Still, despite the conflicting information, Pvirg pressed ahead with his mission, and eventually he managed to move the Corvette out of the barn and into the daylight. Meanwhile, another amazing revelation was still to come. On June 7, 2016, one poster came forward with an incredible claim – that he had raced against the General back in 1974.
Soon, however, the story took a further dramatic turn. When some posters suggested that Pvirg sell banners and posters of the vehicle to raise funds to restore it, moderators were quick to point out that this practice would breach forum rules. And seemingly put off by this interaction, Pvirg posted what looked to be a goodbye message, apparently bringing the saga to an end.

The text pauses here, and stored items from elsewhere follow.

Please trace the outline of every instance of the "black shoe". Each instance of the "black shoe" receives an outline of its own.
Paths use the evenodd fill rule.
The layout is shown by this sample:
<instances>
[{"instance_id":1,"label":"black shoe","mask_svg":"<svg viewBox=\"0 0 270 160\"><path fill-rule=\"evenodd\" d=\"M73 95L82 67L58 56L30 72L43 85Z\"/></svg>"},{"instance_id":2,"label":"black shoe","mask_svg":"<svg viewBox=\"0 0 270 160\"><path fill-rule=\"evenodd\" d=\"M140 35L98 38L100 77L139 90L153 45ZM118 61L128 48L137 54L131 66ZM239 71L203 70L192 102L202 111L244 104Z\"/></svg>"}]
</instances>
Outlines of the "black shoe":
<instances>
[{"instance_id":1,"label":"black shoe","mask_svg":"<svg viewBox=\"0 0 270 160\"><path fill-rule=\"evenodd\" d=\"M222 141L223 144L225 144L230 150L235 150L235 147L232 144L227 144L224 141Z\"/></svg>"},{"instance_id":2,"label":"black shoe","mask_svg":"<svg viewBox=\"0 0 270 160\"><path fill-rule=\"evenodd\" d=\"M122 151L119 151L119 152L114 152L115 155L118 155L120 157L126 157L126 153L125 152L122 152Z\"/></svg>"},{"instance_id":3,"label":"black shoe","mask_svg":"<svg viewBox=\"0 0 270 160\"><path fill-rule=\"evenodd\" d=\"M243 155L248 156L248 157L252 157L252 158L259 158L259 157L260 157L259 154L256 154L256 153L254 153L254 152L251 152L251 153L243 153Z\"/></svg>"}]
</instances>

That said, other members were swift to protest, and on July 18, 2016, Pvirg returned to reassure people that he simply felt the conversation had reached its conclusion. Thankfully, he continued to post sporadically over the next months. In fact, on April 23, 2017, he announced that he was hoping to rebuild the General so that he could drive it and then take it on tour to gatherings of enthusiasts. No doubt the fans at CorvetteForum are waiting with bated breath.